The Leukemia and Lymphoma Society awarded a $1 million grant to support the clinical trial, and most of the funding came from a donor in Boston who Kent met with.
“They are extremely invested in this research and its potential impact, and they decided to give another $100,000 based on how they saw our research progressing,” he says. “It’s great to have people who care about this because without these generous benefactors, this type of research would not be possible.”
Ultimately, Kent hopes that the results of the clinical trial will show that mitoxantrone is well tolerated in patients and it increases the effectiveness of venetoclax and azacitidine in treating AML among patients who have had previous resistance to it or who have relapsed after treatment.

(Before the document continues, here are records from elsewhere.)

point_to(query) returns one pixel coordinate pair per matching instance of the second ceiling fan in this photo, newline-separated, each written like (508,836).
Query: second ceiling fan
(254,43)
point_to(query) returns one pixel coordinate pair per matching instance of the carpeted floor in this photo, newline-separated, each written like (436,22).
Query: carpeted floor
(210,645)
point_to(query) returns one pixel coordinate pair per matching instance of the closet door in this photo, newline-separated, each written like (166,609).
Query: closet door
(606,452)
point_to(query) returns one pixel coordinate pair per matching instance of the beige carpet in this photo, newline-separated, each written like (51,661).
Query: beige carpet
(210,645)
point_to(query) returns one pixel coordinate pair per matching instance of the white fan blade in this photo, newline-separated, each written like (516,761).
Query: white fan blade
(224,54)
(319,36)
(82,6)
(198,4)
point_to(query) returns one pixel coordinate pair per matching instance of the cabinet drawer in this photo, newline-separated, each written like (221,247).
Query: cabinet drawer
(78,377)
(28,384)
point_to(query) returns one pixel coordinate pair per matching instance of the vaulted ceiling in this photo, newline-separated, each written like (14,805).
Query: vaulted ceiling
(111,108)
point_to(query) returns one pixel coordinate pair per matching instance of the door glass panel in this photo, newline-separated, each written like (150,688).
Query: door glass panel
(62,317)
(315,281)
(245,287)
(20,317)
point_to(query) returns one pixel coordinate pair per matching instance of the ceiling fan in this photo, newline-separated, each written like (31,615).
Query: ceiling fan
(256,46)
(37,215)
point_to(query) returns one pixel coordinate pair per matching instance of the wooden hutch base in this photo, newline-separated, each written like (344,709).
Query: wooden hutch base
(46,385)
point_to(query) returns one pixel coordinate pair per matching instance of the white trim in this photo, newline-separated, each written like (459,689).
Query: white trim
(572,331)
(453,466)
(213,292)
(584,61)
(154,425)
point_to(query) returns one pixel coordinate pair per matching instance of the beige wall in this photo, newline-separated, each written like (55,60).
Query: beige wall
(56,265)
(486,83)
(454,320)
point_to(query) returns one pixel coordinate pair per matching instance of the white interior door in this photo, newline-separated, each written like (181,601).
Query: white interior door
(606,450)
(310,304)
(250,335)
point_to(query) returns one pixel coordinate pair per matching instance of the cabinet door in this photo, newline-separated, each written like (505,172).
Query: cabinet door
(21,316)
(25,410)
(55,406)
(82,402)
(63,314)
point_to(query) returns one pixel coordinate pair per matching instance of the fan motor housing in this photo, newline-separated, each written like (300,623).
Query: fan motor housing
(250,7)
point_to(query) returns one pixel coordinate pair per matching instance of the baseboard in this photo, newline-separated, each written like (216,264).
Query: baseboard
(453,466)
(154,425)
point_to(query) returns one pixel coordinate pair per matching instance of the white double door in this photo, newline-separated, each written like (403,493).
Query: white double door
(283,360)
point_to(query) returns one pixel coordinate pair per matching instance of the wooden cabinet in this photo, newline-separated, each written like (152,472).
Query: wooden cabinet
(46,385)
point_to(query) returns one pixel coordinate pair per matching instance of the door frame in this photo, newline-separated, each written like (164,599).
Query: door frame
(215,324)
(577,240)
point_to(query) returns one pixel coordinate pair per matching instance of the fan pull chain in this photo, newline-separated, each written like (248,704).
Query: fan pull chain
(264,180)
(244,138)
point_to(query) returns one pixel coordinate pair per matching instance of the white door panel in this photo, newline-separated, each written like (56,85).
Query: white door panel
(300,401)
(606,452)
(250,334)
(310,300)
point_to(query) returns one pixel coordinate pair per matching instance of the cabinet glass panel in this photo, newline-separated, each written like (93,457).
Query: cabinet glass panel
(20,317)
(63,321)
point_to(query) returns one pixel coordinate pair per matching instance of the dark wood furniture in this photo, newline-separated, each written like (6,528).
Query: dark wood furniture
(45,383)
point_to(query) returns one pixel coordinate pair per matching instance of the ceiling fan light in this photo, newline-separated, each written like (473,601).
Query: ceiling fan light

“Because so many patients will relapse at some point, there is a huge area of need. And although there has been a trend toward investigating drugs that specifically target mutations in specific genes in leukemia, the majority of relapsing patients don’t have targetable gene mutations and they have basically no other options,” Kent says. “This clinical trial has the potential to create a new standard-of-care option for patients. We’re really optimistic, but even if this trial is not effective, there are so many new trials and therapies being developed to address this cancer that will hopefully help us get to the cure that we’re looking for.”